Registered kinesiologists in Ontario are now permitted to treat their spouses, according to new regulation.
While treating a spouse, registered kinesiologists must follow all the legislation, standards of practice, policies and guidelines that they would for any other patient, while complying with appropriate boundaries and separation between the professional relationship and personal relationship.

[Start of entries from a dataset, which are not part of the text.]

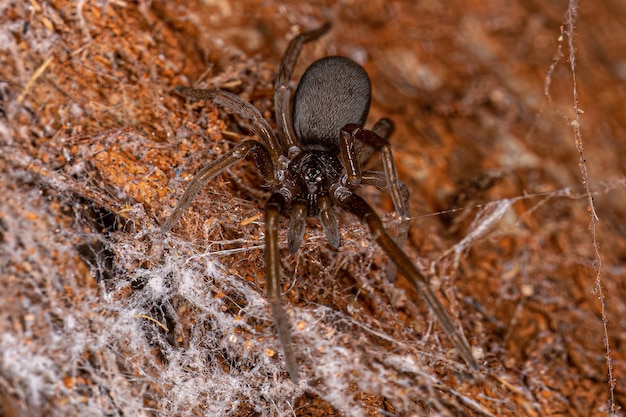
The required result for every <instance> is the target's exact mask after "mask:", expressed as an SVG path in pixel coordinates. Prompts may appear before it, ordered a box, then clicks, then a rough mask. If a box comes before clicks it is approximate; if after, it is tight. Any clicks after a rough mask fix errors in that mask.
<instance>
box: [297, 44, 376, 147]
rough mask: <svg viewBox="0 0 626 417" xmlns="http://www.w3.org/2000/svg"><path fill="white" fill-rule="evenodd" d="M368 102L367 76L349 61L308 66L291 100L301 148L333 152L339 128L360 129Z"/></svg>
mask: <svg viewBox="0 0 626 417" xmlns="http://www.w3.org/2000/svg"><path fill="white" fill-rule="evenodd" d="M370 99H371V86H370V80H369V77H368V75H367V73H366V72H365V70H364V69H363V68H362V67H361V66H360V65H359V64H357V63H356V62H354V61H353V60H351V59H349V58H345V57H340V56H331V57H326V58H322V59H320V60H318V61H316V62H314V63H313V64H311V66H309V67H308V68H307V70H306V71H305V72H304V75H303V76H302V79H301V80H300V83H299V84H298V88H297V90H296V94H295V96H294V100H293V122H294V129H295V132H296V135H298V137H299V138H300V141H301V143H302V146H303V148H304V149H305V150H322V151H327V152H331V153H336V152H337V151H338V149H339V132H340V130H341V128H343V127H344V126H345V125H347V124H349V123H354V124H358V125H360V126H363V124H364V123H365V120H366V119H367V113H368V110H369V107H370Z"/></svg>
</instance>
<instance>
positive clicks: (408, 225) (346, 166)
mask: <svg viewBox="0 0 626 417" xmlns="http://www.w3.org/2000/svg"><path fill="white" fill-rule="evenodd" d="M392 131H393V124H392V122H391V120H389V119H381V120H380V121H378V123H376V125H374V128H373V129H372V130H366V129H363V128H361V126H359V125H355V124H349V125H347V126H345V127H344V128H343V129H341V143H340V148H341V159H342V162H343V165H344V166H345V167H346V171H347V175H348V182H350V184H353V185H358V184H364V185H373V186H375V187H378V188H382V189H384V190H386V191H387V192H388V193H389V195H391V200H392V201H393V205H394V208H395V209H396V212H397V213H398V215H399V216H400V220H401V224H400V230H399V234H398V236H397V241H398V243H399V244H400V245H402V244H404V242H405V241H406V239H407V236H408V232H409V223H410V220H411V216H410V207H409V193H408V189H407V188H406V186H405V185H404V184H403V183H402V182H401V181H400V179H399V178H398V170H397V168H396V161H395V159H394V157H393V152H392V150H391V145H390V143H389V141H388V140H387V136H389V135H390V134H391V132H392ZM379 132H380V134H379ZM376 149H378V150H380V152H381V156H382V161H383V171H384V181H382V178H381V176H380V175H379V174H377V173H376V172H375V171H366V173H363V172H362V171H361V164H362V163H363V162H364V160H365V159H367V158H369V156H370V155H371V153H372V151H371V150H376Z"/></svg>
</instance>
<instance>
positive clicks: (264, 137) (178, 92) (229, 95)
mask: <svg viewBox="0 0 626 417" xmlns="http://www.w3.org/2000/svg"><path fill="white" fill-rule="evenodd" d="M175 91H176V92H178V93H179V94H182V95H184V96H187V97H189V98H192V99H195V100H210V101H212V102H213V103H215V104H219V105H220V106H222V107H224V108H226V109H228V110H230V111H232V112H234V113H236V114H238V115H239V116H241V117H243V118H244V119H248V120H250V124H251V126H250V127H251V128H252V131H253V132H254V133H255V134H256V135H257V136H258V137H259V138H260V139H261V141H263V144H264V145H265V146H266V148H267V149H268V150H269V152H270V155H271V157H272V161H273V162H274V164H276V163H277V162H278V158H279V157H280V155H281V154H282V153H283V152H282V150H281V147H280V143H279V142H278V140H277V139H276V135H275V134H274V131H273V130H272V128H271V127H270V125H269V123H268V122H267V120H265V119H264V118H263V116H262V115H261V112H259V110H258V109H257V108H256V107H254V106H253V105H252V104H250V103H248V102H247V101H244V100H242V99H241V97H239V96H237V95H236V94H233V93H230V92H228V91H224V90H204V89H196V88H190V87H183V86H178V87H176V89H175Z"/></svg>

Please note that the definition of a “spouse” for the purposes of this regulation is very narrowly defined in the Health Professions Procedural Code of the Registered Health Professionals Act (RHPA), and includes only:
(1) a person who is the registrant’s spouse as defined in section 1 of the Family Law Act (i.e., a person to whom the member is married), or
(2) a person who has lived with the registrant in a conjugal relationship outside of marriage continuously for a period of not less than three years.

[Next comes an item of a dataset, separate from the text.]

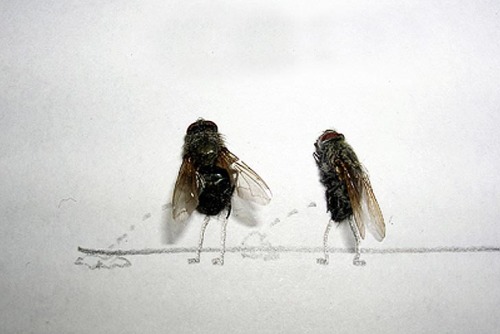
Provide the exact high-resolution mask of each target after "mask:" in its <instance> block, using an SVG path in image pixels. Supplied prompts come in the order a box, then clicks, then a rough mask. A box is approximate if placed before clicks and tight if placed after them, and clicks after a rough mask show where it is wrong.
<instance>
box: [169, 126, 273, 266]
mask: <svg viewBox="0 0 500 334" xmlns="http://www.w3.org/2000/svg"><path fill="white" fill-rule="evenodd" d="M235 191H236V193H237V194H238V196H239V197H241V198H243V199H245V200H250V201H252V202H255V203H258V204H262V205H265V204H268V203H269V201H270V200H271V191H270V190H269V187H268V186H267V184H266V183H265V182H264V180H263V179H262V178H261V177H260V176H259V175H258V174H257V173H256V172H254V171H253V170H252V169H251V168H250V167H248V166H247V165H246V164H245V163H244V162H243V161H241V160H240V159H239V158H238V157H237V156H236V155H234V154H233V153H231V152H230V151H229V150H228V149H227V147H226V146H225V143H224V140H223V138H222V135H221V134H220V133H219V132H218V127H217V125H216V124H215V123H214V122H212V121H208V120H204V119H201V118H200V119H198V120H197V121H196V122H194V123H192V124H191V125H190V126H189V127H188V128H187V131H186V136H185V137H184V147H183V154H182V164H181V167H180V170H179V175H178V176H177V181H176V183H175V188H174V194H173V198H172V205H173V210H172V215H173V218H174V220H175V221H178V222H182V221H185V220H186V219H188V218H189V217H190V216H191V214H192V213H193V211H195V210H196V211H198V212H200V213H202V214H204V215H205V216H206V217H205V219H204V221H203V224H202V226H201V231H200V239H199V243H198V249H197V252H196V257H194V258H190V259H188V262H189V263H198V262H200V254H201V250H202V247H203V240H204V237H205V229H206V227H207V225H208V222H209V221H210V217H212V216H219V215H220V214H221V213H225V215H224V220H223V222H222V226H221V251H220V256H219V257H218V258H215V259H213V260H212V263H213V264H215V265H223V264H224V254H225V250H226V246H225V245H226V226H227V220H228V218H229V215H230V213H231V198H232V196H233V193H234V192H235Z"/></svg>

It is important to note that treating a sexual partner who does not meet the above definition of a spouse under the RHPA will trigger the sexual abuse provisions under the RHPA. It is also important to note that the spousal exception is specific to providing treatment for one’s spouse and does not convey immunity from prosecution of behaviour that would otherwise meet the criteria for sexual assault or abuse, or domestic violence or abuse.
In 2012, the RHPA was amended to give a professional College the ability to adopt a Spousal Exception to sexual abuse provisions in the RHPA. Prior to this revision, treatment of one’s spouse or partner automatically triggered the sexual abuse provisions under the RHPA, which included a mandatory revocation of the professional’s Certificate of Registration, in addition to other penalties and disciplinary measures.